Google can also help solve another point of friction with mobile payments, which is that both sides of the transaction need to have accounts with the service handling the money. The same is true for Google Wallet transfers, even over email, but having a Google account is way more common than having an account with, say, Venmo or PayPal. Google may be the closest thing the world has to a universal bank.
Pando weighs in
Carmel DeAmicis notes that payment tools have become so popular in recent years because people are sick and tired of PayPal:
PayPal has pissed off enough companies and consumers with its poor customer service and erroneous fraud detection system that it opened a space in online payments that Braintree and Stripe have been racing to fill. Developers love Stripe because it makes it easier for them to split up payments between different parties (helpful for sharing apps like Lyft where drivers and the startup both get a cut). Braintree is trying to compete and rolled out its Marketplace product that does payment splitting in August.
Braintree has nailed the consumer side of the equation by making it easy to pay for something on your phone without needing to enter credit card information. Simplicity of transaction is key in mobile, and mobile may be the gate keeper for winning in the online payment processing space. If so, competitor Stripe has been criticized for being late to the mobile game.
But she and Michael Carney think that PayPal’s acquisition of Braintree might have actually helped the latter company’s reputation:
A key element of the PayPal-Braintree acquisition was the decision to have the two companies operate independently, only sharing loosely-described “resources” and perhaps a mutual halo-effect. That gave Braintree, which was already leading in payments 2.0, a huge boost in terms of credibility without weighing it down in bureaucracy and institutional memory of the older PayPal. PayPal, on the other hand, gained access to the type of next-gen payments platform and innovative culture that it had failed to build over the preceding decade.

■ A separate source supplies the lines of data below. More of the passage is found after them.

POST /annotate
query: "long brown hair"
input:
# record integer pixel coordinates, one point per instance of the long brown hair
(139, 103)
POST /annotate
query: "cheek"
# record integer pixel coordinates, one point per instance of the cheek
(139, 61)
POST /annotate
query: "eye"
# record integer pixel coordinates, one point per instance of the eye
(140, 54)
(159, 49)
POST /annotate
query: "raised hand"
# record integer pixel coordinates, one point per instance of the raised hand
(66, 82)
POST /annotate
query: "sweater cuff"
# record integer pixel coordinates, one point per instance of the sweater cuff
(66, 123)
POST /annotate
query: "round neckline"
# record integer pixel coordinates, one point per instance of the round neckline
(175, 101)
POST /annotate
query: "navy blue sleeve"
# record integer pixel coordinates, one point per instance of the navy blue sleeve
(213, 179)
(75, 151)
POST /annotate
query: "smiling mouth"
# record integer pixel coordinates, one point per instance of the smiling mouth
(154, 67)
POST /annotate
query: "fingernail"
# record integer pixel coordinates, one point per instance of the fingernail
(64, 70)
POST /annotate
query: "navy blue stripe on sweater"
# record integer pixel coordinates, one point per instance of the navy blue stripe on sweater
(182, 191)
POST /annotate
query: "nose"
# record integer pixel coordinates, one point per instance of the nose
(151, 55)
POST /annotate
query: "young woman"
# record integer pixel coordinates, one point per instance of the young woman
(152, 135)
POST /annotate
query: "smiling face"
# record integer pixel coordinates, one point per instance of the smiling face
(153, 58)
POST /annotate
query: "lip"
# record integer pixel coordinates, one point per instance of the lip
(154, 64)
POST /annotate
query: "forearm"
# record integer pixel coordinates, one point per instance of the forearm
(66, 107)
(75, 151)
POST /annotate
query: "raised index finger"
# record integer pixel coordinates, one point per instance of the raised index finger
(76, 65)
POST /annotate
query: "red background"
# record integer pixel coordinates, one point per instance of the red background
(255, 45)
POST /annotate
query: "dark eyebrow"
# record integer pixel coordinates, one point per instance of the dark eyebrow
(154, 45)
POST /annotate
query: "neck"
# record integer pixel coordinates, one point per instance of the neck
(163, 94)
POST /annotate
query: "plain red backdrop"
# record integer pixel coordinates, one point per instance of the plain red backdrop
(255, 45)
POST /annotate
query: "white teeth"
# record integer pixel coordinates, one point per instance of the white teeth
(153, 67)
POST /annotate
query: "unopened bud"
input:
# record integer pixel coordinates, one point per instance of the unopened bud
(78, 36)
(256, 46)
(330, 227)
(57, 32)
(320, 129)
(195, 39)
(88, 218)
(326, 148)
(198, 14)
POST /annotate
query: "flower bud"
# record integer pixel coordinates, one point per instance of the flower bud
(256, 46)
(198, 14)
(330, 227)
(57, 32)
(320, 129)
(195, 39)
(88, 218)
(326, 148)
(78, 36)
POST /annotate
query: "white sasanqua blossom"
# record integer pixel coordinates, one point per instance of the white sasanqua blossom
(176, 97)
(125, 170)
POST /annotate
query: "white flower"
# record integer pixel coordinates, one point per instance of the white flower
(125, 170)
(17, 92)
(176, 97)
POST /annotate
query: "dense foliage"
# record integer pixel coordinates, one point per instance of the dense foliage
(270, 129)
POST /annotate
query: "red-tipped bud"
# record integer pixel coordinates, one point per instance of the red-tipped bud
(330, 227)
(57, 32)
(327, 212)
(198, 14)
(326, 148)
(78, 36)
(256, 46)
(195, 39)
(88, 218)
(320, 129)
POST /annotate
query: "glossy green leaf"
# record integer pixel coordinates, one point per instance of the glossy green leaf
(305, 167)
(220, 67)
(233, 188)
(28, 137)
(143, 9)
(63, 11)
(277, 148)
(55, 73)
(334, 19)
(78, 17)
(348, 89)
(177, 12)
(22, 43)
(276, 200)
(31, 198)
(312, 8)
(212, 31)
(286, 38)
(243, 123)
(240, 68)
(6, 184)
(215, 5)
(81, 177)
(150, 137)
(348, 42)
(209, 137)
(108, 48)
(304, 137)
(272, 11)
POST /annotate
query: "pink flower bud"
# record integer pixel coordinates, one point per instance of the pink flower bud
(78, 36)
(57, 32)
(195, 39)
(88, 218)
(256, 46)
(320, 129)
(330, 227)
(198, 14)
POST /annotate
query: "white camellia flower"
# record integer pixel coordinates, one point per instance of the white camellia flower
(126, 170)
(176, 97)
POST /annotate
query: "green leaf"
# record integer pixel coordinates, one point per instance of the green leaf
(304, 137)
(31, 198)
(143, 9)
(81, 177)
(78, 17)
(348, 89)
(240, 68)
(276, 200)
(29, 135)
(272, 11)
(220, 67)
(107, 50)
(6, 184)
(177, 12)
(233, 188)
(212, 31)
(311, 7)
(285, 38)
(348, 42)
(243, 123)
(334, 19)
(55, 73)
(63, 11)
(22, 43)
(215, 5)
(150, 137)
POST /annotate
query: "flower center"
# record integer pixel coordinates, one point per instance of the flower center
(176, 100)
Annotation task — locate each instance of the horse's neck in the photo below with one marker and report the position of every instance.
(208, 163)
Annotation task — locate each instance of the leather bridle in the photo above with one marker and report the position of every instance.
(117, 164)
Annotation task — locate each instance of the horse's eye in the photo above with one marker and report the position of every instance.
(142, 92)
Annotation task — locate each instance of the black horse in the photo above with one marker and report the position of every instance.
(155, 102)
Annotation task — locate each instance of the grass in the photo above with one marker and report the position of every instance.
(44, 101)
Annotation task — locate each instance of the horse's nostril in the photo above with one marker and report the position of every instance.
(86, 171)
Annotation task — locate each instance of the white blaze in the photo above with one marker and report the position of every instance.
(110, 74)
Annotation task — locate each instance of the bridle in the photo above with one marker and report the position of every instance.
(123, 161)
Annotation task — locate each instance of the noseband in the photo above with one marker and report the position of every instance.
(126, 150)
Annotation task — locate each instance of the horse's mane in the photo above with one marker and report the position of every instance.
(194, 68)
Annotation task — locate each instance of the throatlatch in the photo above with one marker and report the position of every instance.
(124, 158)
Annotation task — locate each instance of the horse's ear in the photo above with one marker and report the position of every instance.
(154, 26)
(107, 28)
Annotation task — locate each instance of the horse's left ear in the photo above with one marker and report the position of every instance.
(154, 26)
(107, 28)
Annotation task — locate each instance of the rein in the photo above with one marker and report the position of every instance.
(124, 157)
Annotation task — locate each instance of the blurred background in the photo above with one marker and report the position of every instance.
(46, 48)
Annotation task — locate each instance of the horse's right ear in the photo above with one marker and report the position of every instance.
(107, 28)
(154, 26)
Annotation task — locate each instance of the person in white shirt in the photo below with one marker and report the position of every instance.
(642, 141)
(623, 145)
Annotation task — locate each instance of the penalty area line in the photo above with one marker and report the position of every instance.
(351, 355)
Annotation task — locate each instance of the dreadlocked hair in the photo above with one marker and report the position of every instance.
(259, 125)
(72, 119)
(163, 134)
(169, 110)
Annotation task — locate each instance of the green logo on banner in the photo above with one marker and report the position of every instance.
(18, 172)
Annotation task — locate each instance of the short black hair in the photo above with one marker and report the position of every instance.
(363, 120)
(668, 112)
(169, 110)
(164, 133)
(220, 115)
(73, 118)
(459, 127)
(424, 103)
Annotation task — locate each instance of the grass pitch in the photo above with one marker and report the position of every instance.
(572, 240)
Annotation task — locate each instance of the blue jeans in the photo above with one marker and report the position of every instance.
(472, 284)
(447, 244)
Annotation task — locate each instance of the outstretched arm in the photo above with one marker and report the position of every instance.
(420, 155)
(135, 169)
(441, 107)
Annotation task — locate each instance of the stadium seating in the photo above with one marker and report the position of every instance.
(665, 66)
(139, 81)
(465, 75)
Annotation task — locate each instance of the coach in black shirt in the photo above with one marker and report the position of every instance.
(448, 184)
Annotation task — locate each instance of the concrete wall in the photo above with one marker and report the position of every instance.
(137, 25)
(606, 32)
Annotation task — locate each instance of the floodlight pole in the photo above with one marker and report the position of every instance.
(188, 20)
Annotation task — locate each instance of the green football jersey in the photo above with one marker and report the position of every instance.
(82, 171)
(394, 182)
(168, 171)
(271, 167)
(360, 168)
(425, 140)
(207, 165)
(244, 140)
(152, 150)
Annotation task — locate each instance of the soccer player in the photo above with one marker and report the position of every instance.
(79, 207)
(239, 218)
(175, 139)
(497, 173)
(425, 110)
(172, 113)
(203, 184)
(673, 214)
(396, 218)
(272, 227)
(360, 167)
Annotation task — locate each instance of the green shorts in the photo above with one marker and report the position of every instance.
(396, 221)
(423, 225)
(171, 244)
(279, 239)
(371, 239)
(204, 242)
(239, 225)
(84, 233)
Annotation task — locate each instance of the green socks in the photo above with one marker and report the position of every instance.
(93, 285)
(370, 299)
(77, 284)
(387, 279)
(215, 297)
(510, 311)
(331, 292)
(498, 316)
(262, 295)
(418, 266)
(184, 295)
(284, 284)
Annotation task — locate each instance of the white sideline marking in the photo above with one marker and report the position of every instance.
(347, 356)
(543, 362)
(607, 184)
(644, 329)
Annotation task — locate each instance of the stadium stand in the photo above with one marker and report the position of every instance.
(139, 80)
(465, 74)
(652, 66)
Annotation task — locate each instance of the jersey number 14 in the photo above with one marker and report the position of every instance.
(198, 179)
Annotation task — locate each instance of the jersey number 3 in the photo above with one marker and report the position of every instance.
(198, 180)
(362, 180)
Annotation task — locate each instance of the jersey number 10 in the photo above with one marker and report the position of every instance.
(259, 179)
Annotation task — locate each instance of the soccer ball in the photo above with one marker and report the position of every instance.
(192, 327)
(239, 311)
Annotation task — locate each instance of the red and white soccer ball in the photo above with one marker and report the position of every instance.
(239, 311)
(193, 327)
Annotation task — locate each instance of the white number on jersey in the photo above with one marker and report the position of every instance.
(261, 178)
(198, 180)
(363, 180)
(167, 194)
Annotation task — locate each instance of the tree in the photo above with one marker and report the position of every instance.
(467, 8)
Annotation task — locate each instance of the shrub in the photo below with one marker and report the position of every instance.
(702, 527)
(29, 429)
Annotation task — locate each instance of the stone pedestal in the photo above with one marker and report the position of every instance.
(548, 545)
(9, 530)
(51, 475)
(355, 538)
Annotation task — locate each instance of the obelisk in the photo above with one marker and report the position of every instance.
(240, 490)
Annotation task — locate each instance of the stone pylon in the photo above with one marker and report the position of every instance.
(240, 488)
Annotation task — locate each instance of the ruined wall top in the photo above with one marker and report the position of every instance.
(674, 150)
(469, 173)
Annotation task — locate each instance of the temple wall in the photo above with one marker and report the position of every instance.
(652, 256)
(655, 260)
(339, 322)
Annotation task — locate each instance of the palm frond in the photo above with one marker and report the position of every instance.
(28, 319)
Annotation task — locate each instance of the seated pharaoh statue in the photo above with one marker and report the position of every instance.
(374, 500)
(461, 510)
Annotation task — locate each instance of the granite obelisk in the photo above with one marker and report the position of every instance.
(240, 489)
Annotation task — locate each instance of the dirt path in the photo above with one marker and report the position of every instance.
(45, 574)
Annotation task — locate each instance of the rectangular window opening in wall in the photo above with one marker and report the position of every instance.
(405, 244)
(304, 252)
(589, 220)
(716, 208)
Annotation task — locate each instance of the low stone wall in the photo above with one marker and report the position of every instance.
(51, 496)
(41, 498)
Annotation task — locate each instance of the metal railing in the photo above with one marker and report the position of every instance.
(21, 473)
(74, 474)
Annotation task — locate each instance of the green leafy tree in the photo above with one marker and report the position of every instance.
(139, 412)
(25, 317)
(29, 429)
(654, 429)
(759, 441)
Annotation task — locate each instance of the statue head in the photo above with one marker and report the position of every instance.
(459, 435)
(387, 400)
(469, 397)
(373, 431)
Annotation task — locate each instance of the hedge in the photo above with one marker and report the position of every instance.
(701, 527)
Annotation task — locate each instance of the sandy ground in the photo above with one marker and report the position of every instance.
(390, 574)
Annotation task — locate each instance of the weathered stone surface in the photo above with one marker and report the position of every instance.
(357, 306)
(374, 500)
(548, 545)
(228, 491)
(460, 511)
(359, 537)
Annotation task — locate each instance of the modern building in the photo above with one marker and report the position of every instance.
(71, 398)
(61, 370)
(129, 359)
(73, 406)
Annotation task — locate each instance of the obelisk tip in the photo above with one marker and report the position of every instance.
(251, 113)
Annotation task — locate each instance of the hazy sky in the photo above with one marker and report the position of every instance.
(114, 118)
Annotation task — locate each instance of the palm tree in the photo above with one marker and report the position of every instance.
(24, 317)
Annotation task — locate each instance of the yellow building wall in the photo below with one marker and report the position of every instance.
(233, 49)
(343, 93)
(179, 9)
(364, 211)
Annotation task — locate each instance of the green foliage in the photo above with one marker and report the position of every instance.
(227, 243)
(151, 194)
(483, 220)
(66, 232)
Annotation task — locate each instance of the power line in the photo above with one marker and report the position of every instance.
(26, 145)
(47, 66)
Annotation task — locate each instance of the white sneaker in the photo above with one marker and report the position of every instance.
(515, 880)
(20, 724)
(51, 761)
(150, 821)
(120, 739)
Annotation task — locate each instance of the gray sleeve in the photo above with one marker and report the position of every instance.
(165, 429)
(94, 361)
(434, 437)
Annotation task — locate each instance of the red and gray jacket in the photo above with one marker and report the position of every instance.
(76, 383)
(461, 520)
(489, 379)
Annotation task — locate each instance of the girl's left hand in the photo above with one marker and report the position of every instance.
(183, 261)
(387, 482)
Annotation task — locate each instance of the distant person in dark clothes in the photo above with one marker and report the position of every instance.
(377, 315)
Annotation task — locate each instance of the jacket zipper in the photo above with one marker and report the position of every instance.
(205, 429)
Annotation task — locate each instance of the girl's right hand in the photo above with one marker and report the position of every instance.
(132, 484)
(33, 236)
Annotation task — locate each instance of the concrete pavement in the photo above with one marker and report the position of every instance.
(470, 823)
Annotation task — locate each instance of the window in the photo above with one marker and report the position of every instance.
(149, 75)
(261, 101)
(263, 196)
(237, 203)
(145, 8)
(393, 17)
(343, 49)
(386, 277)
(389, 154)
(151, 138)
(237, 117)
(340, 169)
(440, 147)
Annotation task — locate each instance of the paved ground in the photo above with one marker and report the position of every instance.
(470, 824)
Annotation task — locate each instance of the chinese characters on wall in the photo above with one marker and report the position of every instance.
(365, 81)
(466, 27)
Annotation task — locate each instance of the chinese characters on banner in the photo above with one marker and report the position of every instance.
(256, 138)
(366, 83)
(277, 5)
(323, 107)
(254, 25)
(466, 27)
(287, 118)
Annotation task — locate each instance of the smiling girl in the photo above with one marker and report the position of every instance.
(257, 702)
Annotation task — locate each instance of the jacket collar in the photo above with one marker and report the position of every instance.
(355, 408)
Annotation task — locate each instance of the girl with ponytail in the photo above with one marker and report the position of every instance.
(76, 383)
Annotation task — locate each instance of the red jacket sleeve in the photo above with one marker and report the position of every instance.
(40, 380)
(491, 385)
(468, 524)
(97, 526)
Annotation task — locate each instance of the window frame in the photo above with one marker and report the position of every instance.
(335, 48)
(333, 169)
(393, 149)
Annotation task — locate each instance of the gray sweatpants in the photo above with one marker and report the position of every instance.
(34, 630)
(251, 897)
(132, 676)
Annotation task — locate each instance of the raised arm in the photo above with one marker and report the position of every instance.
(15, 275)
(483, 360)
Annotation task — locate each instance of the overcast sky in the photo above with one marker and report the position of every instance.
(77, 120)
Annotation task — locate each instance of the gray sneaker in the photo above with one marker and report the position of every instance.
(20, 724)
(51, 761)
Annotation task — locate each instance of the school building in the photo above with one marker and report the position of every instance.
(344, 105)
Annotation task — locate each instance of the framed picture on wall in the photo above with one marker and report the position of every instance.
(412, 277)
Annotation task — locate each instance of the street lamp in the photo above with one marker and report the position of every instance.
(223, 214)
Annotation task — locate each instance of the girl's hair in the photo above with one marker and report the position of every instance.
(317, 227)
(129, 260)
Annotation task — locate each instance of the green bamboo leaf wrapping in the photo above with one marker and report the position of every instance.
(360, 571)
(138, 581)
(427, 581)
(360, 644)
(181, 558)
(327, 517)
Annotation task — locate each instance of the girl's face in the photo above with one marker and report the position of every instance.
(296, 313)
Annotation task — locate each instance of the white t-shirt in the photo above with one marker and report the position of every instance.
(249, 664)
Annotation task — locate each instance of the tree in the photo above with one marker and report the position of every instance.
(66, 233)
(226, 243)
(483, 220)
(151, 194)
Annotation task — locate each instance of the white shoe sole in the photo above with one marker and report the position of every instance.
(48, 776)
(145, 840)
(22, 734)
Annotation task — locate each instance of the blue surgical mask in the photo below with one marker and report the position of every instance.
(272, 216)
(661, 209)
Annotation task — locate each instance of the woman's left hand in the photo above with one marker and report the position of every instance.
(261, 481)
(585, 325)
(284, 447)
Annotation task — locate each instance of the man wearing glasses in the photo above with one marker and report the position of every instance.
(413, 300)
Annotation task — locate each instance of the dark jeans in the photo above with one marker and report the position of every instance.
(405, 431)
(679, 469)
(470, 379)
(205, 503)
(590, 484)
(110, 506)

Furthermore, the deal gave Braintree the backing of the eBay brand, a mark of credibility for big enterprises considering which online or mobile payments provider to adopt. People liked Braintree before, a feeling that will likely only grow with the addition of thousands more engineers and access to PayPal’s relationships in 190 countries. That’s a lot more meaningful than the prospect of betting on a startup that has won the hearts and minds of early stage companies in Silicon Valley.
Sarah Lacy reported on PayPal CEO David Marcus’ efforts to fix the company’s problems:
There was no quick fix to what was ailing PayPal. Nothing that can be boiled down to a press release. An acqui-hire wasn’t going to do it. A new product wouldn’t fix it. Nor would a splashy new ad campaign, free food, iPhones or UP bracelets for the team. He had to deeply change the culture. “It’s the hardest thing I’ve ever done in my career,” he says.
But once he did it, he saw that it could be done. And if they could change that, Jesus, the assets of PayPal were unlike anything anyone else possessed.
Nearly 18 months in, there are signs to Marcus that it’s working.